On the analysis front, we first focus on the problem of recognizing hand-drawn line sketches
of objects. We propose a deep Recurrent Neural Network architecture with a novel loss formulation
for sketch object recognition. Our approach achieves state-of-the-art results on a
large-scale sketch dataset. We also show that the inherently online nature of our framework is
especially suitable for on-the-
fly recognition of objects as they are being drawn.
We then move beyond object-level label prediction to the relatively harder problem of parsing
sketched objects, i.e. given a freehand object sketch, determine its salient attributes (e.g.
category, semantic parts, pose). To this end, we propose SketchParse, the first deep-network
architecture for fully automatic parsing of freehand object sketches. We subsequently demonstrate
SketchParse's abilities (i) on two challenging large-scale sketch datasets (ii) in parsing
unseen, semantically related object categories (iii) in improving fine-grained sketch-based image
retrieval. As a novel application, we also illustrate how SketchParse's output can be used
to generate caption-style descriptions for hand-drawn sketches.
On the synthesis front, we design generative models for sketches via Generative Adversarial
Networks (GANs). Keeping the limited size of sketch datasets in mind, we propose DeLi-
GAN, a novel architecture for diverse and limited training data scenarios. In our approach, we
reparameterize the latent generative space as a mixture model and learn the mixture model's
parameters along with those of GAN. This seemingly simple modification to the vanilla GAN
framework is surprisingly e ective and results in models which enable diversity in generated
samples although trained with limited data. We show that DeLiGAN generates diverse samples
not just for hand-drawn sketches but for other image modalities as well. To quantitatively characterize intra-class diversity of generated samples, we also introduce a modi ed version of
\inception-score", a measure which has been found to correlate well with human assessment of
generated samples.
We subsequently present an approach for synthesizing minimally discriminative sketch-based
object representations which we term category-epitomes. The synthesis procedure concurrently
provides a natural measure for quantifying the sparseness underlying the original sketch, which
we term epitome-score. We show that the category-level distribution of epitome-scores can be
used to characterize level of detail required in general for recognizing object categories.
On the cognitive process modelling front, we analyze the results of a free-viewing eye fixation
study conducted on freehand sketches. The analysis reveals that eye relaxation sequences exhibit
marked consistency within a sketch, across sketches of a category and even across suitably
grouped sets of categories. This multi-level consistency is remarkable given the variability in
depiction and extreme image content sparsity that characterizes hand-drawn object sketches.
We show that the multi-level consistency in the fixation data can be exploited to predict a
sketch's category given only its fixation sequence and to build a computational model which
predicts part-labels underlying the eye fixations on objects.

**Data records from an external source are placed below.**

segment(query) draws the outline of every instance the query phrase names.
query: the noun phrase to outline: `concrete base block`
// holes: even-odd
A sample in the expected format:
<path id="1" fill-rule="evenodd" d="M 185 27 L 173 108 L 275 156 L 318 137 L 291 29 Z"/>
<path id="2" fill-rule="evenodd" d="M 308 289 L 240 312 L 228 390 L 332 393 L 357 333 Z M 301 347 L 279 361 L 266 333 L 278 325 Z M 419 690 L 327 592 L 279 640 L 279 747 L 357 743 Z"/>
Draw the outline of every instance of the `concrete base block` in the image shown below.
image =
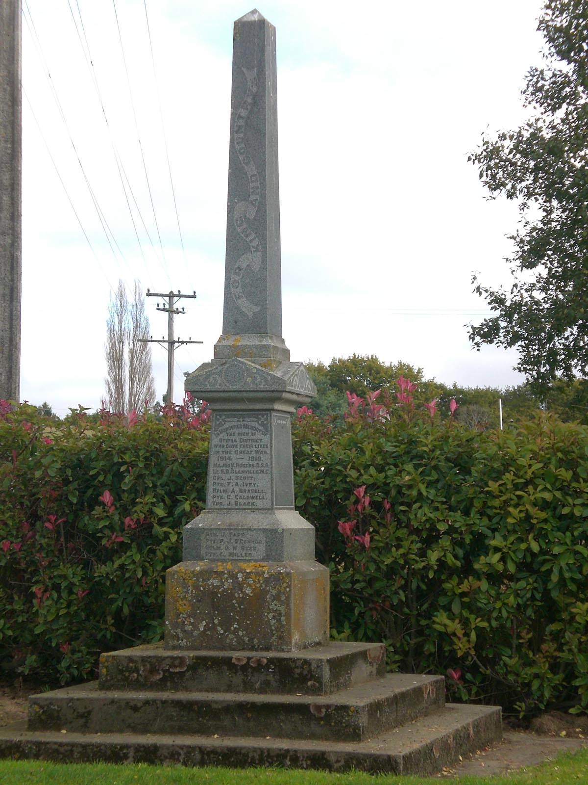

The ability of machine-based agents to play games in human-like fashion is considered a
benchmark of progress in AI. Motivated by this observation, we introduce the first computational
model aimed at Pictionary, the popular word-guessing social game. We first introduce
Sketch-QA, an elementary version of Visual Question Answering task. Styled after Pictionary,
Sketch-QA uses incrementally accumulated sketch stroke sequences as visual data and gathering
open-ended guess-words from human guessers. To mimic humans playing Pictionary, we
propose a deep neural model which generates guess-words in response to temporally evolving
human-drawn sketches. The model even makes human-like mistakes while guessing, thus amplifying
the human mimicry factor. We evaluate the model on the large-scale guess-word dataset
generated via Sketch-QA task and compare with various baselines. We also conduct a Visual
Turing Test to obtain human impressions of the guess-words generated by humans and our
model. The promising experimental results demonstrate the challenges and opportunities in
building computational models for Pictionary and similarly themed games.